Facebook’s initiative against escalating extremism online comes after British prime minister Theresa May and French president Emmanuel Macron called on tech companies to do more to tackle dangerous and threatening content on the internet.
New measures include image-matching, language analysis and deeper forms of artificial intelligence to weed out threatening activity.
But Ms Bickert, pictured, said that the initiative is part of a longstanding company policy and not the direct result of calls from European leaders.
“We remove this content primarily because it’s not okay to have it on our site,” she said.
“That comes from us and the policies we’ve had for years. Recent attacks have made people question what we should be doing to stand up against radicalisation but our commitment is longstanding. This is something that we have cared about for a long time.”
Under the initiative, new technology will be able to match faces and other imagery with databases featuring previously flagged content.
“When someone tries to upload a terrorist photo or video, our systems look for whether the image matches a known terrorism photo or video,” said Ms Bickert.
“This means that if we previously removed a propaganda video from Isil, we can work to prevent other accounts from uploading the same video to our site.
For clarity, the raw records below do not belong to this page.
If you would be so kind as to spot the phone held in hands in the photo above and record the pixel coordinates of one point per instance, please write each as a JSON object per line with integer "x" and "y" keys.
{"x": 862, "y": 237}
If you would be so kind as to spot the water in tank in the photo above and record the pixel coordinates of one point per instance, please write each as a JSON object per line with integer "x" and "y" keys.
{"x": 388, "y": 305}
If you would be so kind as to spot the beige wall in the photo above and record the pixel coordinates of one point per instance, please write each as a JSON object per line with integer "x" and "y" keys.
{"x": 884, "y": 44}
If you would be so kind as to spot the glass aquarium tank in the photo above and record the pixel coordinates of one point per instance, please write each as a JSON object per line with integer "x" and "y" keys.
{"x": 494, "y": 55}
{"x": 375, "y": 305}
In many cases, this means that terrorist content intended for upload to Facebook simply never reaches the platform.”
In a separate development, the company is reacting to next year’s EU General Data Protection Regulation law with the imminent appointment of a new “senior” executive to be based in Dublin.
“That’s a senior role coming into the team of many hundreds of people on our privacy program,” said Stephen Deadman, Facebook’s global deputy chief privacy officer.
He added:”It’s a key appointment for us.”
Facebook recently announced an expansion of its Dublin headquarters.
Mr Deadman was speaking at the Dublin Data Summit, where executives and regulators are meeting to discuss new developments.